Ed Anna giunse, che appena egli aveva finito di parlare. Scomposta, ansante, pallida come persona morta, si gittò in mezzo a noi.
— Dio santo! Vorrete farmi morire dannata? Ma che è ciò, uomini feroci, che è ciò? Quale rispetto è questo, non dirò di me, che pel mio fallo son degna di cosiffatti dispregi, ma del nostro medesimo stato? È egli qui che rimarremo tutti sepolti, senza speranza del perdono di Dio? E cotesto doveva io aspettarmi da’ pari vostri? Ah, messeri, que’ coltelli branditi.... Ve ne supplico, abbiate pietà d’una misera donna!
E svenne. Gittato il coltello, fui pronto a sorreggerla, ma lasciai tosto nelle braccia di Lanzerotto e di Macham il dolcissimo peso, e corsi alla cascata lì presso, donde tornai recando acqua nel cavo della mano, a spruzzargliene il viso. Ciò non bastando, eglino la trassero, guidati dal mio cenno, al margine dell’onda scorrente, dove le cure nostre e la frescura del luogo le fecero finalmente ricuperare gli spiriti.
— Ah! — mormorò ella, riaprendo gli occhi. — Roberto! Messer Gentile! Ho io dunque sognato?
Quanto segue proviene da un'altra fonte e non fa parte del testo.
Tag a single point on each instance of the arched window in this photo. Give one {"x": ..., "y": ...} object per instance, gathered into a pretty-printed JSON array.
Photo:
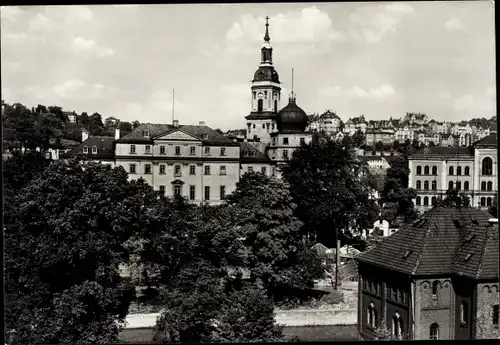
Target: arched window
[
  {"x": 372, "y": 316},
  {"x": 435, "y": 286},
  {"x": 397, "y": 326},
  {"x": 487, "y": 166},
  {"x": 434, "y": 332},
  {"x": 463, "y": 313},
  {"x": 260, "y": 105}
]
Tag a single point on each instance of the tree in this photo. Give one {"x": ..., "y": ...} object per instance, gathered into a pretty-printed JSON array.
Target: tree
[
  {"x": 396, "y": 197},
  {"x": 66, "y": 233},
  {"x": 453, "y": 198},
  {"x": 96, "y": 126},
  {"x": 189, "y": 251},
  {"x": 358, "y": 138},
  {"x": 327, "y": 183},
  {"x": 493, "y": 209}
]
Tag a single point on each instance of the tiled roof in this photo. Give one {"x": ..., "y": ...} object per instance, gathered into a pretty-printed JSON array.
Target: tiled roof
[
  {"x": 257, "y": 156},
  {"x": 439, "y": 244},
  {"x": 444, "y": 152},
  {"x": 154, "y": 130},
  {"x": 487, "y": 141},
  {"x": 105, "y": 147}
]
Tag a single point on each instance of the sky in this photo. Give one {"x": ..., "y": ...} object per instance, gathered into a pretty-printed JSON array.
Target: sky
[{"x": 377, "y": 59}]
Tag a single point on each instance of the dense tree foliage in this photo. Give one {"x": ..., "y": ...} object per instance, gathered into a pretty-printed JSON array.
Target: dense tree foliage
[
  {"x": 396, "y": 197},
  {"x": 276, "y": 252},
  {"x": 329, "y": 185},
  {"x": 66, "y": 232}
]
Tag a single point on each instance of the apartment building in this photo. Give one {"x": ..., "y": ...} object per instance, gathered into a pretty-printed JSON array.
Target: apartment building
[{"x": 473, "y": 170}]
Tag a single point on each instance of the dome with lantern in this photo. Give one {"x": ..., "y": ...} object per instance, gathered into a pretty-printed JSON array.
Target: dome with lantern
[{"x": 292, "y": 119}]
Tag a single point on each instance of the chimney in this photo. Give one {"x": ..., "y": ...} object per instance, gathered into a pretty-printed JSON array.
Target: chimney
[{"x": 85, "y": 135}]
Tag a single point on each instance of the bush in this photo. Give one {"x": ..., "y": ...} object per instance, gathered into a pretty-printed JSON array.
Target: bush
[{"x": 334, "y": 297}]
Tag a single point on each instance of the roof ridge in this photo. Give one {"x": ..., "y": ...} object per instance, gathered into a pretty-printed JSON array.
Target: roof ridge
[
  {"x": 483, "y": 250},
  {"x": 422, "y": 247}
]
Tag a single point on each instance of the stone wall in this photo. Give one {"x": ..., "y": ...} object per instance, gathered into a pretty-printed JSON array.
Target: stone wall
[{"x": 306, "y": 317}]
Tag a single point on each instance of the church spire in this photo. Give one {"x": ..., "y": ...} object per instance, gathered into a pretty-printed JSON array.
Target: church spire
[
  {"x": 266, "y": 36},
  {"x": 267, "y": 50}
]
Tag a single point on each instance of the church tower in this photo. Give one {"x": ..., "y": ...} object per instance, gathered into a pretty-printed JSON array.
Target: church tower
[{"x": 266, "y": 95}]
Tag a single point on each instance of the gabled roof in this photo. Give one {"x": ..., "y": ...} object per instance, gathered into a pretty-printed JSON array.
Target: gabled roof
[
  {"x": 438, "y": 243},
  {"x": 154, "y": 130},
  {"x": 105, "y": 147},
  {"x": 442, "y": 152},
  {"x": 489, "y": 141},
  {"x": 329, "y": 115},
  {"x": 252, "y": 154}
]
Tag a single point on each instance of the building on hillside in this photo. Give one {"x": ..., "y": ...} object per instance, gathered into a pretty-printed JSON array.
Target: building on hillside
[
  {"x": 432, "y": 278},
  {"x": 416, "y": 118},
  {"x": 329, "y": 122},
  {"x": 373, "y": 136},
  {"x": 71, "y": 116},
  {"x": 473, "y": 170},
  {"x": 403, "y": 134},
  {"x": 111, "y": 121},
  {"x": 448, "y": 140},
  {"x": 355, "y": 124},
  {"x": 96, "y": 148}
]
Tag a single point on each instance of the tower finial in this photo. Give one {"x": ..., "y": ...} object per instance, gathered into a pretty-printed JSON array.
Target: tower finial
[{"x": 266, "y": 36}]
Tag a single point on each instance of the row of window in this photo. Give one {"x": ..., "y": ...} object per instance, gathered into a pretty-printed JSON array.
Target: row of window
[
  {"x": 145, "y": 134},
  {"x": 458, "y": 185},
  {"x": 192, "y": 150},
  {"x": 486, "y": 169},
  {"x": 86, "y": 149},
  {"x": 419, "y": 201},
  {"x": 285, "y": 141},
  {"x": 192, "y": 191},
  {"x": 397, "y": 322},
  {"x": 192, "y": 169}
]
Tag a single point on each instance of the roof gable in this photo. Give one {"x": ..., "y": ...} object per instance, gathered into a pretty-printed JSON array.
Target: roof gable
[
  {"x": 177, "y": 134},
  {"x": 438, "y": 244}
]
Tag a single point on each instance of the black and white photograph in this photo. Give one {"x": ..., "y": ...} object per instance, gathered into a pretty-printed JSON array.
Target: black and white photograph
[{"x": 250, "y": 172}]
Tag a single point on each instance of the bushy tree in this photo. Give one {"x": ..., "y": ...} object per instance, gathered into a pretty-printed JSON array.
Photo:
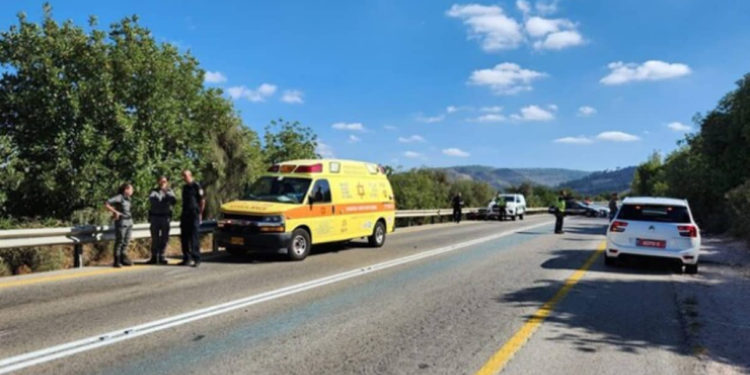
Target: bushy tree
[
  {"x": 286, "y": 140},
  {"x": 88, "y": 110}
]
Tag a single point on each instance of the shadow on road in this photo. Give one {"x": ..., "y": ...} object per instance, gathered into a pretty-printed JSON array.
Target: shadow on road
[{"x": 252, "y": 258}]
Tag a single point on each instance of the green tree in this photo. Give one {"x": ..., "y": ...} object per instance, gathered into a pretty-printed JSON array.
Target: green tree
[
  {"x": 286, "y": 140},
  {"x": 87, "y": 110}
]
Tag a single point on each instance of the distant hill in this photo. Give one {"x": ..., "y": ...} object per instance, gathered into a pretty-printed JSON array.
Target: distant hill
[
  {"x": 505, "y": 177},
  {"x": 617, "y": 180}
]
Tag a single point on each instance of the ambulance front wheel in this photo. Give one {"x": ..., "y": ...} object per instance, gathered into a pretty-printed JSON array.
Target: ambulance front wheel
[
  {"x": 377, "y": 239},
  {"x": 299, "y": 246}
]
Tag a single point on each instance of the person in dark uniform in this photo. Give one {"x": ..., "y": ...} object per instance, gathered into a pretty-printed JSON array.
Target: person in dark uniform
[
  {"x": 119, "y": 206},
  {"x": 612, "y": 206},
  {"x": 193, "y": 205},
  {"x": 457, "y": 204},
  {"x": 560, "y": 212},
  {"x": 161, "y": 200}
]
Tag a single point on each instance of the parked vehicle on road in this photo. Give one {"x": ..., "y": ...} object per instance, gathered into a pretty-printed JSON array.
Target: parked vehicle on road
[
  {"x": 301, "y": 203},
  {"x": 654, "y": 227}
]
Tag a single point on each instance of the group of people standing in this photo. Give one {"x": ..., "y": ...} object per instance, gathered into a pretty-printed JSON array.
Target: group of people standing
[{"x": 162, "y": 200}]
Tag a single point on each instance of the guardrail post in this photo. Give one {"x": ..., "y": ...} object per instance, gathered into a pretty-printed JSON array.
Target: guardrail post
[{"x": 78, "y": 255}]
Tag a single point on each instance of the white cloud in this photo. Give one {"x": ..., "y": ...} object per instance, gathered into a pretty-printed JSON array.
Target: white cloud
[
  {"x": 412, "y": 154},
  {"x": 214, "y": 77},
  {"x": 617, "y": 136},
  {"x": 652, "y": 70},
  {"x": 412, "y": 139},
  {"x": 292, "y": 97},
  {"x": 586, "y": 111},
  {"x": 351, "y": 126},
  {"x": 324, "y": 150},
  {"x": 497, "y": 31},
  {"x": 559, "y": 40},
  {"x": 455, "y": 152},
  {"x": 258, "y": 95},
  {"x": 505, "y": 78},
  {"x": 679, "y": 127},
  {"x": 574, "y": 140},
  {"x": 538, "y": 27},
  {"x": 489, "y": 24},
  {"x": 493, "y": 109},
  {"x": 535, "y": 113},
  {"x": 546, "y": 8},
  {"x": 490, "y": 117},
  {"x": 430, "y": 119},
  {"x": 523, "y": 6}
]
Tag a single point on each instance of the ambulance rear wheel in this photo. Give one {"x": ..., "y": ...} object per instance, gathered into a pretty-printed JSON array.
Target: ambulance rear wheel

— Perdono! — balbettò Macham, buttandosi ginocchioni al suo fianco.
Il tuono rumoreggiava più da vicino, il cielo si era fatto più fosco e larghe goccie di nembo cominciavano a cadere; però ci disponemmo a partire di là. Anna non poteva muoversi, tanto era rifinita da quella scossa violenta, e fu mestieri portarla sulle braccia; malagevole uffizio in quel colmo di piante; onde il viaggio fu lungo, e già eravamo molli di sudore e di pioggia, quando giungemmo al riparo.
Il temporale ingrossò via via con rapidità spaventosa; ma noi non si pose mente nè alla pioggia dirotta, che scrosciava sulla impavesata del tetto, nè ai fulmini che spesseggiavano con orrido schianto dintorno, mettendo sinistri bagliori attraverso le frasche della capanna. Di lei ci davamo pensiero, di lei che malviva giaceva sul casto letticciuolo, portando innocente la pena de’ nostri odii feroci. Senonchè, sul far della notte, il vento, che aveva preso a soffiare con forza, scuotendo gli alberi della selva vicina, ci fe’ pensare alla Ventura, ormeggiata nella rada.